Every new weed on your farm makes weed control more difficult and expensive. Usually, a new weed starts with one or two plants in a land and may not seem like a problem.
If they are left to set seed, however, they will indeed become a problem in a couple of years.
With this in mind, you should avoid the following two weeds at all costs.
Shepherd’s purse (Capsella bursa-pastoris)
This becomes a permanent weed once established. A Brassica or member of the cabbage family, it grows fast and is a profuse seeder. If you find the odd plant in a land, remove it immediately.
A plant seeded itself on my property and it took years of vigilance and early removal before it was no longer a threat.

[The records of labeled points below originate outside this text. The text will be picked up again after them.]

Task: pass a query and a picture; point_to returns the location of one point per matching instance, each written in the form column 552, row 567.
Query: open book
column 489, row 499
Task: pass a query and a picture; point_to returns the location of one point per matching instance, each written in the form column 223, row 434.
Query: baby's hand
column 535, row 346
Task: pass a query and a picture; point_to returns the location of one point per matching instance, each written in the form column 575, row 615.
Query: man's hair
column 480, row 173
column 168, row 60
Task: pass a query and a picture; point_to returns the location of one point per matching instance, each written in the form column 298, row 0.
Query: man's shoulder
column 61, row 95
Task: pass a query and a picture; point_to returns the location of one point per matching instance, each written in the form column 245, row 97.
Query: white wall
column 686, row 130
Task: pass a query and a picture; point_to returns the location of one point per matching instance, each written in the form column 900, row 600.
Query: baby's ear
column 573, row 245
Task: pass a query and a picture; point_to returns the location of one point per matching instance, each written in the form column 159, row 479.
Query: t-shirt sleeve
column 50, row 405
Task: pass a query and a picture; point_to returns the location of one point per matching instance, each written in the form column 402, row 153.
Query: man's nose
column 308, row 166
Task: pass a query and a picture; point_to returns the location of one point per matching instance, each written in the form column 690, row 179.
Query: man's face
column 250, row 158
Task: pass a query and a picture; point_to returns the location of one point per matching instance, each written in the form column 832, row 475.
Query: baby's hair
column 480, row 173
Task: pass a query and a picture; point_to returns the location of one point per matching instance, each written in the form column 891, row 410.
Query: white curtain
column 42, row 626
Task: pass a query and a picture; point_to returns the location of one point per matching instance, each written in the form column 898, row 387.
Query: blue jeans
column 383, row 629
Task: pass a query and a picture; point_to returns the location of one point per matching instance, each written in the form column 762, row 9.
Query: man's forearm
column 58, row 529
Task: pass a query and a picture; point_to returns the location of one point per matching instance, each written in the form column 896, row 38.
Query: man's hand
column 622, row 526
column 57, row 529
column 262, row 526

Shepherd’s purse originated in Europe and thrives on the Highveld, even through winter. A client of mine planted a large land to winter pasture in late April. In no time, shepherd’s purse appeared so densely that he had to spray a herbicide. If he had not done so, it would have prevented the grass from becoming established.
The leaves of shepherd’s purse are lobed and make a flat rosette close to the soil surface, then send up a long stalk with dozens of heart-shaped seed pods.
The weed is also host to the beet cyst nematode (Hetodera schactii). If you practise crop rotation to reduce this nematode or have shepherd’s purse growing among oil radish as a trap crop, you already have this weed on your land, so controlling it will be considerably more difficult.
Sow thistle (Sonchus oleraceous)
This seed also originated in Europe, but is now firmly established as a cosmopolitan weed in South Africa. It is highly adaptable and hardy.
The seeds have fine silky bristles that enable them to be disseminated by wind, ensuring rapid spread.
The strong tap root enables it to survive dry conditions. Worse, it has become adapted to just about all-year-round conditions.
The weed is a host to spotted wilt virus, which infects several vegetable crops, including lettuce and tomatoes.